Şu tuğu, şu sancağı ve şu mehter davulunu Osmanlı Beyliği’nin erkinlik işareti olarak getirdik. Bu topraklarda yeni bir Türk Devleti doğacak, yüzyıllarca yaşayacak…
NÖBETÇİ: – (Sevinir) Demek bu mutlu haberi Beyimize ben vereceğim, öyle mi?
ELÇİ: – Talihli bir kulmuşsun aslanım…
NÖBETÇİ: – Siz durun biraz…Ben gidip haber vereyim…Emrederse çadırına götürürüm sizi…
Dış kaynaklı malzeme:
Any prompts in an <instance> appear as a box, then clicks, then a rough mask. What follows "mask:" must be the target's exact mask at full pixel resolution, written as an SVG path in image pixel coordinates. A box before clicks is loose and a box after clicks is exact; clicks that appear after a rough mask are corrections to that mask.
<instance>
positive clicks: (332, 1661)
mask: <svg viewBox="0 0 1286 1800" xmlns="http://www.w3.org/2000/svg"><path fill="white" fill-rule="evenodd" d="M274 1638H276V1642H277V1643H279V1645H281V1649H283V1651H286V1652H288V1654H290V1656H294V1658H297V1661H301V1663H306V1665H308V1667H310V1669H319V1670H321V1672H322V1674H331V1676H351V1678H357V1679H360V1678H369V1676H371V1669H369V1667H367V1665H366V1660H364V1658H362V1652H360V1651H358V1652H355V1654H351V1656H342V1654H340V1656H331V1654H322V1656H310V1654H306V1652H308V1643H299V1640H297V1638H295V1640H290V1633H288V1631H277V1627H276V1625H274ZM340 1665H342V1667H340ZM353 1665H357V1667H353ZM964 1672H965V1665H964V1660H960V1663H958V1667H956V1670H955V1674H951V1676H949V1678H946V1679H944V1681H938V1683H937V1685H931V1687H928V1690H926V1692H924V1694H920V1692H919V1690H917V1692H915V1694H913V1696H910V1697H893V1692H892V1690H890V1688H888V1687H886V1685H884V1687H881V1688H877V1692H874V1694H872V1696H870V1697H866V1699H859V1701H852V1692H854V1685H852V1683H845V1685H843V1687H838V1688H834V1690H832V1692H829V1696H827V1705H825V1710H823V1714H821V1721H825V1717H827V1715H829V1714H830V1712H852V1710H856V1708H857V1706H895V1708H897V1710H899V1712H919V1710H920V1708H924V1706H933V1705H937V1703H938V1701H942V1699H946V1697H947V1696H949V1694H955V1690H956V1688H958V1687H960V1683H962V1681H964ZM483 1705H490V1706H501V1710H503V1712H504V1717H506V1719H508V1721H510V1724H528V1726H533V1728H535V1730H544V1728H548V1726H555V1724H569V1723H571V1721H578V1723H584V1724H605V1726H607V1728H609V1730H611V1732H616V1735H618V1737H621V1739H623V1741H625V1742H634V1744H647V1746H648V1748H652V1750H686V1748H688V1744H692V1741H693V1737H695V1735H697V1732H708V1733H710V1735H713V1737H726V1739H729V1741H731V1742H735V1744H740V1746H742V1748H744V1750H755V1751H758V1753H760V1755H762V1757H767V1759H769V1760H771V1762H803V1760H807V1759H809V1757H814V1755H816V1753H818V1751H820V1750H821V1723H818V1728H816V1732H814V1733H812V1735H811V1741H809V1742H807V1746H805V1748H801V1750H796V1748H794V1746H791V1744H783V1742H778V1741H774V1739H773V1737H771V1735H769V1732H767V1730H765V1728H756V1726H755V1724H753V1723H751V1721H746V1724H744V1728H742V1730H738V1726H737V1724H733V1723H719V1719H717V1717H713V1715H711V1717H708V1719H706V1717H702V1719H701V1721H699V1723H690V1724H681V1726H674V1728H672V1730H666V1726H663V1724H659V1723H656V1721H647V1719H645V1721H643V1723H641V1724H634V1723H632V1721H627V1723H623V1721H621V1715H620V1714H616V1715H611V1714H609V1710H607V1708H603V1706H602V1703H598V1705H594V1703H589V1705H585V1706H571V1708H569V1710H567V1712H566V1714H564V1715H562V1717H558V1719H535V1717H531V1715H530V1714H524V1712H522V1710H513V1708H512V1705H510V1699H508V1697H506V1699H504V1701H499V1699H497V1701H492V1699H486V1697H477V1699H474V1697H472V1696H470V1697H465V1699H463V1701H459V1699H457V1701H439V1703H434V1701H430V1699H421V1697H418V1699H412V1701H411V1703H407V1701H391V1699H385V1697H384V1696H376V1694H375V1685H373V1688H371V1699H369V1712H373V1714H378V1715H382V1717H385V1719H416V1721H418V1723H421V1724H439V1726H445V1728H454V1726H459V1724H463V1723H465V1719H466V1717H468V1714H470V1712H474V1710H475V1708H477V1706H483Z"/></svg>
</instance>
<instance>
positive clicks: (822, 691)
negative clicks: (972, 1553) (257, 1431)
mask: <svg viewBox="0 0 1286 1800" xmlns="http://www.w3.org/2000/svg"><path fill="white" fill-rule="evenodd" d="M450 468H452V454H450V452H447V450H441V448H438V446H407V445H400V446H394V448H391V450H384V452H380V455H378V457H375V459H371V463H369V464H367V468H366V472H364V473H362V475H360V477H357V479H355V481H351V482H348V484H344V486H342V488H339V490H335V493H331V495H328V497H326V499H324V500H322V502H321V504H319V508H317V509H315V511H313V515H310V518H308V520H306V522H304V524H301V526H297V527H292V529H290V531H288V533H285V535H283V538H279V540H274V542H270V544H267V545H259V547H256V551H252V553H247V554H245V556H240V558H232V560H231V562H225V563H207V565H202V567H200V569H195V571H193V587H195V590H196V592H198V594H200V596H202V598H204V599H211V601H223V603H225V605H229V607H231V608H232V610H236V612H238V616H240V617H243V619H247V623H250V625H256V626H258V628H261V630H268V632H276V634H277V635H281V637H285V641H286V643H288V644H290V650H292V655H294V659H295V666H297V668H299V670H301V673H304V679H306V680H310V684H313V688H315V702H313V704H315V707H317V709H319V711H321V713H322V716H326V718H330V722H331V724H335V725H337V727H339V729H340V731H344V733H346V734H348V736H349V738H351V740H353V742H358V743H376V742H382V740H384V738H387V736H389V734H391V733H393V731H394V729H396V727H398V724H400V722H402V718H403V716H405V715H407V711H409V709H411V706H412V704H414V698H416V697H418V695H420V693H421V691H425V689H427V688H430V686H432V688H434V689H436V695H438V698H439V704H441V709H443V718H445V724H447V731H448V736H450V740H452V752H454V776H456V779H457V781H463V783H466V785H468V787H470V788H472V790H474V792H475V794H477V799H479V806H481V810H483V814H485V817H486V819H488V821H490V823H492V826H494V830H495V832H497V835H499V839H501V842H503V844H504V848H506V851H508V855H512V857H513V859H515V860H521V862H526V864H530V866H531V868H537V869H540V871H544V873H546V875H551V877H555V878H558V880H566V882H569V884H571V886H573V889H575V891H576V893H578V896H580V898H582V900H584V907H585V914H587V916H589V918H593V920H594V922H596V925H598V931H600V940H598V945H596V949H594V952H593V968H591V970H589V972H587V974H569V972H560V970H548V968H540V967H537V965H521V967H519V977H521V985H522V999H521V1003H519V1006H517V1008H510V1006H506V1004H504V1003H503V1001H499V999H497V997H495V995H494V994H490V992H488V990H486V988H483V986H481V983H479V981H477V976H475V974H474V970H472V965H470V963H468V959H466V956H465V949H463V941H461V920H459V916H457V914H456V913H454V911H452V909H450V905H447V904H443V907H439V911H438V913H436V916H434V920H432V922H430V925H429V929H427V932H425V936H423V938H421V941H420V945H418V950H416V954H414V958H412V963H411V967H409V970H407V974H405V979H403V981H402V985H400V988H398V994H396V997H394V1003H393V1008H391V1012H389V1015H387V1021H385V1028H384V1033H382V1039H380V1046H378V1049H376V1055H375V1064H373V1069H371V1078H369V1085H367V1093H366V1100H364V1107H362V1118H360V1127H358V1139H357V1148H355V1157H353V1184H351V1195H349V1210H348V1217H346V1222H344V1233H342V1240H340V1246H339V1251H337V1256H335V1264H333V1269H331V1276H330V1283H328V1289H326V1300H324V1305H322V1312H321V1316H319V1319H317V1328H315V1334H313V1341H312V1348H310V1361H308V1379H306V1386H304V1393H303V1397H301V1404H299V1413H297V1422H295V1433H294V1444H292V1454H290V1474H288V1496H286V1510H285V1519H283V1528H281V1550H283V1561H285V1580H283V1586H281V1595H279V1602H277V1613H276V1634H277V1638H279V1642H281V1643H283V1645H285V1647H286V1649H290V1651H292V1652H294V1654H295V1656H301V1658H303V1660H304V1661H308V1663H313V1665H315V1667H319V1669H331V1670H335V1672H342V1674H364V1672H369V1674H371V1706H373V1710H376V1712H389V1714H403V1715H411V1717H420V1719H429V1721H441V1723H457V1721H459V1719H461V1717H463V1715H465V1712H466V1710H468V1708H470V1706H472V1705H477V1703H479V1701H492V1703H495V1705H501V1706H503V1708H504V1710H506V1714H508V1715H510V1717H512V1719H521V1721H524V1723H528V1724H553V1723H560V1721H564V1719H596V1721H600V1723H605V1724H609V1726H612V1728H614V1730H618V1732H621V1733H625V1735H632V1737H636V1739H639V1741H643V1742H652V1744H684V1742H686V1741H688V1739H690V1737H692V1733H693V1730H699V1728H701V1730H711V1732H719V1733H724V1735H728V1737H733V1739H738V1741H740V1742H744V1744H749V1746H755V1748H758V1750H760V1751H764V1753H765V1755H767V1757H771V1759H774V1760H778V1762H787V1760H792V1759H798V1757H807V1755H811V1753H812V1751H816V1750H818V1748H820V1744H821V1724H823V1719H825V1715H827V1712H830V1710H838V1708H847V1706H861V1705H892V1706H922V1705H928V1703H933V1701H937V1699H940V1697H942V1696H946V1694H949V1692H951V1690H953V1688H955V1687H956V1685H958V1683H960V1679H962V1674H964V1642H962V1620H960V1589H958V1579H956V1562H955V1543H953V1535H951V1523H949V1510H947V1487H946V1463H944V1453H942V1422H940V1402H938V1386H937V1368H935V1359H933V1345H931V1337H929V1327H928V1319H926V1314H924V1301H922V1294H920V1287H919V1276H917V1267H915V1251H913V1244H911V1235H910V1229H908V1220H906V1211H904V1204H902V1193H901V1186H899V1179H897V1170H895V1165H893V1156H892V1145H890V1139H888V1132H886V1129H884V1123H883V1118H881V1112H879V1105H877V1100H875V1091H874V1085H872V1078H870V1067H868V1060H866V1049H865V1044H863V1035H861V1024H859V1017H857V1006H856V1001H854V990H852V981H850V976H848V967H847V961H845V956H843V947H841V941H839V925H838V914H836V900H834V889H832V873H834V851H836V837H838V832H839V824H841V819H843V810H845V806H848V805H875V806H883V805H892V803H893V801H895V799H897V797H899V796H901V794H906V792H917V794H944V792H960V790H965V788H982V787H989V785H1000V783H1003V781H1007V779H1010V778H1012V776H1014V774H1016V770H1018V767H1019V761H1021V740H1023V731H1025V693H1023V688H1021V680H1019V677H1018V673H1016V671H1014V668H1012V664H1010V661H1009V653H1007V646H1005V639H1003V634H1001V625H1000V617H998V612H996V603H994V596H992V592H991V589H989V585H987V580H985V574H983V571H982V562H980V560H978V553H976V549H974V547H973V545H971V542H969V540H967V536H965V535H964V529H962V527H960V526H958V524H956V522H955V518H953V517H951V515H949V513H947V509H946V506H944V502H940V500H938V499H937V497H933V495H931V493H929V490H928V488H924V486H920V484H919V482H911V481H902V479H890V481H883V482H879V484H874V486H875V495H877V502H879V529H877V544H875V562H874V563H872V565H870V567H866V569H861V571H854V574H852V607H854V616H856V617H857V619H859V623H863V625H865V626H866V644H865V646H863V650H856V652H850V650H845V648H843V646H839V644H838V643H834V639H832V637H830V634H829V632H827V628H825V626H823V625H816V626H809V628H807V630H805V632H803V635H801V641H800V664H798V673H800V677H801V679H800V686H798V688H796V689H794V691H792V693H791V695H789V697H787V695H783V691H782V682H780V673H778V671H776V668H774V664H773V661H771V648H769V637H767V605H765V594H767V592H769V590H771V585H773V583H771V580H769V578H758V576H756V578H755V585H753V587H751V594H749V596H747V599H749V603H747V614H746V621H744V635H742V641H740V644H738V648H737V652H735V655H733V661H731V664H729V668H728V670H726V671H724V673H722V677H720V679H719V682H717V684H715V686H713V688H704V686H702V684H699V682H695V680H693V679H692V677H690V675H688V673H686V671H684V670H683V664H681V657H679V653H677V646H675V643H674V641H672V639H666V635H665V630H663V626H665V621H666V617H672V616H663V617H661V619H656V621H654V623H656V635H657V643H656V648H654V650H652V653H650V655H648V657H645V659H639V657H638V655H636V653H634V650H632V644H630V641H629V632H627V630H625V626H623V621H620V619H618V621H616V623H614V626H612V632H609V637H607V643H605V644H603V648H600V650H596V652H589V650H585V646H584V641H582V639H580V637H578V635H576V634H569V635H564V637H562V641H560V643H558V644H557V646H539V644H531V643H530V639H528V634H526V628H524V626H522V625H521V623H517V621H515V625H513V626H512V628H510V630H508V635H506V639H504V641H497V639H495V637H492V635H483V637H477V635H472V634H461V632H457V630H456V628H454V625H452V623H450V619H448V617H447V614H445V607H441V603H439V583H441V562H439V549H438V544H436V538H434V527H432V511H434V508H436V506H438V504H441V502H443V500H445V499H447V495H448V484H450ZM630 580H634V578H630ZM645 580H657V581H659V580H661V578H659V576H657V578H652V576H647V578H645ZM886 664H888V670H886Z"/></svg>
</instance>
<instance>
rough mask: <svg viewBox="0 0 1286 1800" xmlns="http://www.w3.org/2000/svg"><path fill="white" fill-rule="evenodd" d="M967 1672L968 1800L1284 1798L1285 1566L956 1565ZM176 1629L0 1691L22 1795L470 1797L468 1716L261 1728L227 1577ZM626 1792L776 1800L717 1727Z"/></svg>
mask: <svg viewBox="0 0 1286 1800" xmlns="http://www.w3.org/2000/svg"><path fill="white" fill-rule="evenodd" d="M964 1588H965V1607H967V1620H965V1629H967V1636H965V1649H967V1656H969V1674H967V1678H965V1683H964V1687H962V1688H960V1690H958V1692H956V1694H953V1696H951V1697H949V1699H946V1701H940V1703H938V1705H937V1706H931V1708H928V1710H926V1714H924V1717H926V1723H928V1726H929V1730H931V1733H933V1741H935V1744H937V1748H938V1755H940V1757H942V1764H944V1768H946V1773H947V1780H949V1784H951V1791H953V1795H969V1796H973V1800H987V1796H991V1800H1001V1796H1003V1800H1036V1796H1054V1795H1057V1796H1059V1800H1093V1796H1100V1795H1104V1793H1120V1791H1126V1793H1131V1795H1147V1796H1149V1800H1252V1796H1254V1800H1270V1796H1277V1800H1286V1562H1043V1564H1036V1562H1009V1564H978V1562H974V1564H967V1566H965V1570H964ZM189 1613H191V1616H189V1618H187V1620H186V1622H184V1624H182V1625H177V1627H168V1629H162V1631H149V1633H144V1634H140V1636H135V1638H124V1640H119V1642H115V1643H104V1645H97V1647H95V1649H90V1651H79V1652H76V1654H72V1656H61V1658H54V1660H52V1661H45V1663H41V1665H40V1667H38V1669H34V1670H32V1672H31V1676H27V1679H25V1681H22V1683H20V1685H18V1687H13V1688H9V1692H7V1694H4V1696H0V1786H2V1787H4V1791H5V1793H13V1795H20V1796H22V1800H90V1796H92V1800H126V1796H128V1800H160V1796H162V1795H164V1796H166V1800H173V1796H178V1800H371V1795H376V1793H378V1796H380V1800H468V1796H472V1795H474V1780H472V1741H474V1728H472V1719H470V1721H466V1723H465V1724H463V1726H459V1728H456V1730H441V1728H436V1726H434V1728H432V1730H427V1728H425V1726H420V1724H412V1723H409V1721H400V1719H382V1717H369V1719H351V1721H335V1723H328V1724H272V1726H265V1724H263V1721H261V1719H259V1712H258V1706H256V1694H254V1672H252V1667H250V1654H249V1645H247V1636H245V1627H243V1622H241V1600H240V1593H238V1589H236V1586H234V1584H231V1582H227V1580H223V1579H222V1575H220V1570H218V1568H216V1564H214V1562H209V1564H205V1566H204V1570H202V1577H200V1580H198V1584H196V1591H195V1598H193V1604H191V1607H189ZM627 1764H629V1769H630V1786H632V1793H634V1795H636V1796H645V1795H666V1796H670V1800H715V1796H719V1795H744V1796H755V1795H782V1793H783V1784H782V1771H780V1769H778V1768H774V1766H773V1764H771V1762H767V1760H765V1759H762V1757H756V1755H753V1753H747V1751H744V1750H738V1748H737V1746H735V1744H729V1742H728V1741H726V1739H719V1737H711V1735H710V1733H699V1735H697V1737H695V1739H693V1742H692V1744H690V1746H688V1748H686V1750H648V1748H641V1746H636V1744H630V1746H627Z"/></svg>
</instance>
(Nöbetçi içeriye girer. Selçuklular bekler.)
NÖBETÇİ: – (Döner) Beyimiz Osman Bey sizi karşılamak için gereken hazırlığı yaptı. Buyurun!
(Nöbetçi öne düşer. Selçuk heyeti, mehter varsa çala çala, yürüyüp giderler. Projektörler söner.)
FİKRET: – Yazıyor musun Ayhan?
AYHAN: – Yazıyorum yazıyorum…
FİKRET: – On üçüncü yüzyılın (Ayhan hem tekrarlar hem yazar.) en önemli olayı Osmanlı Devletinin kuruluşudur… Yıl 1299… Tamam mı?
AYHAN: – Tamam değil…
FİKRET: – Nesi eksik kaldı?
AYHAN: – Tarihini yetiştiremedim…
FİKRET: – (Ayrı ayrı söyler) Bin… İki yüz… doksan… dokuz…
AYHAN: – Doksan dokuz…
FİKRET: – Tamam mı?
AYHAN: – Şimdi tamam…
FİKRET: – (Ayhan’ın yanına gelir.) Amacımız bilgimizi tazelemek… Bir soru da ben sorayım sana şimdi…
AYHAN: – Buyurun öğretmenim!
FİKRET: – Alayı bırak, bakalım bilecek misin?
AYHAN: – Ötekini bildim ya, bunu da bilirim…
FİKRET: – Osman Bey’den sonra Osmanlı Devleti’nin başına sıra ile kimler geçti?